CVS Health Corp. (CVS, Financial) has grown from a drugstore retailer into a leading health solutions company. The company is currently celebrating its 60th anniversary with a 26% drop in share price.
I have written about CVS for five years now, going back to my first article in June 2018, then again in January 2019 and finally advocating for dollar-cost averaging in March 2019. The company's market value is slightly higher today than in June 2018 and March 2019, but it should be much closer to par with its revenue.
At the time, CVS was merging with health insurer Aetna. Aetna brings in nearly $1.3 million in revenue per employee, which is over $60 billion. And while CVS’s debt jumped significantly in 2019, the company has paid it down, even making further acquisitions like its May closing on primary care company Oak Street Health for $10.6 billion. The point is CVS has added more to its future value since 2018, but is priced at approximately the same value.
CVS has some serious competitive advantages
The sheer scale and scope of the company’s deliverables is impressive. That also gives it purchasing power, which helps keep costs low for the customers. It will eventually have to raise prices, and that is where top and bottom line revenue will benefit massively long term.

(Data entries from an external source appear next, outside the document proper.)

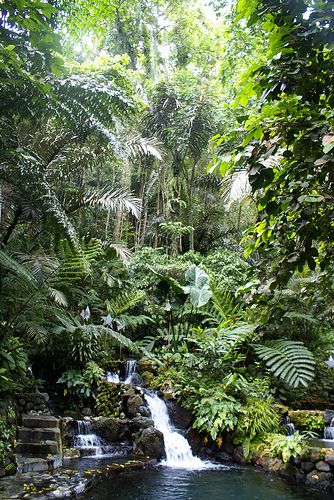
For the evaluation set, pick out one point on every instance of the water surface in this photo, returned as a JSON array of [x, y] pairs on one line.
[[230, 483]]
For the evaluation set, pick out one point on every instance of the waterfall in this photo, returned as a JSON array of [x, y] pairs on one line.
[[130, 369], [86, 440], [329, 431], [112, 377], [178, 451], [290, 428]]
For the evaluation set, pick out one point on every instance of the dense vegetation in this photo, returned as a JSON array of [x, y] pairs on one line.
[[166, 191]]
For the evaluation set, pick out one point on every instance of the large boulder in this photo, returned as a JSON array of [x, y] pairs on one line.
[[112, 429], [180, 417], [139, 423], [135, 405], [150, 443]]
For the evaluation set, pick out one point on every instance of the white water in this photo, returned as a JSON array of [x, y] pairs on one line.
[[178, 451], [112, 377], [85, 439], [130, 369], [329, 431]]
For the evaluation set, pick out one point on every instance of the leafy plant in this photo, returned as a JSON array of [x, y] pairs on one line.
[[197, 287], [216, 411], [288, 446], [290, 361]]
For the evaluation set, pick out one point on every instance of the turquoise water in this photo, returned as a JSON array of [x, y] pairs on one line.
[[232, 483]]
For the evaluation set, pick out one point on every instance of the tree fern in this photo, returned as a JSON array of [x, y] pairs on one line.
[[289, 361], [123, 302]]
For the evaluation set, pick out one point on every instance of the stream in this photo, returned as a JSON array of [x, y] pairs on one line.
[[228, 483]]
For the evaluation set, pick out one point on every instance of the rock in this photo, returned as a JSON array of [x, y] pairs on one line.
[[130, 391], [319, 479], [180, 417], [323, 466], [276, 465], [139, 423], [238, 455], [315, 454], [329, 457], [307, 466], [133, 405], [136, 379], [111, 429], [71, 453], [329, 415], [228, 447], [144, 411], [87, 412], [224, 457], [150, 443]]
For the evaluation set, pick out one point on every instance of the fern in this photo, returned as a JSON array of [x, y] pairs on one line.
[[123, 302], [289, 361], [223, 309], [76, 263]]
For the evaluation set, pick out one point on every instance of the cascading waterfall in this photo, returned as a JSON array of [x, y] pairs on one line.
[[178, 451], [329, 431], [130, 369], [86, 440], [290, 428], [112, 377]]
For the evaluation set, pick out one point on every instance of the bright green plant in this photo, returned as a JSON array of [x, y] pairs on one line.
[[290, 361], [288, 446], [258, 418], [108, 401], [216, 411], [82, 383]]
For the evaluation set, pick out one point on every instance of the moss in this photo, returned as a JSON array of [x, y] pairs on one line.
[[109, 400], [308, 420]]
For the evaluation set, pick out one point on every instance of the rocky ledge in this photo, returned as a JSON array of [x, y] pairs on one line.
[[66, 483]]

CVS has over 9,500 retail drugstores in the U.S., Puerto Rico and Brazil. These stores offer prescription drugs and a wide assortment of general merchandise, including over-the-counter drugs, beauty products and cosmetics, film and photo finishing services, seasonal merchandise, greeting cards and convenience foods. The stores also provide health care services through its MinuteClinic medical clinics and diabetes care centers. They can also be found in many Target stores.
The pharmacy services segment provides a full range of pharmacy benefit management solutions, including plan design offerings and administration, formulary management, Medicare Part D services, mail-order and specialty pharmacy services, retail pharmacy network management services, prescription management systems, clinical services and disease management services. The PBM segment operates under the name CVS Caremark.
The health care benefits segment, operating as Aetna, offers a broad range of traditional, voluntary and consumer-directed health insurance products and related services. These include medical, pharmacy, dental, behavioral health, group life and disability plans, as well as medical management capabilities, Medicaid health care management services, workers' compensation administrative services and health information technology products.
Building a behemoth
In the last 20 years, CVS has consistently grown revenue with only one down year (2010) since 2001. In 2003, the company reported $26 billion in sales. By 2013, that number was $126 billion. Last year, revenue surpassed $322 billion. In the same time frame, starting in 2003, pre-tax earnings have shot up from around $1.2 billion to north of $8 billion with a brief stop in the $12 billion range. All totaled, that is nearly $140 billion in earnings before paying taxes, which unfortunately are significant.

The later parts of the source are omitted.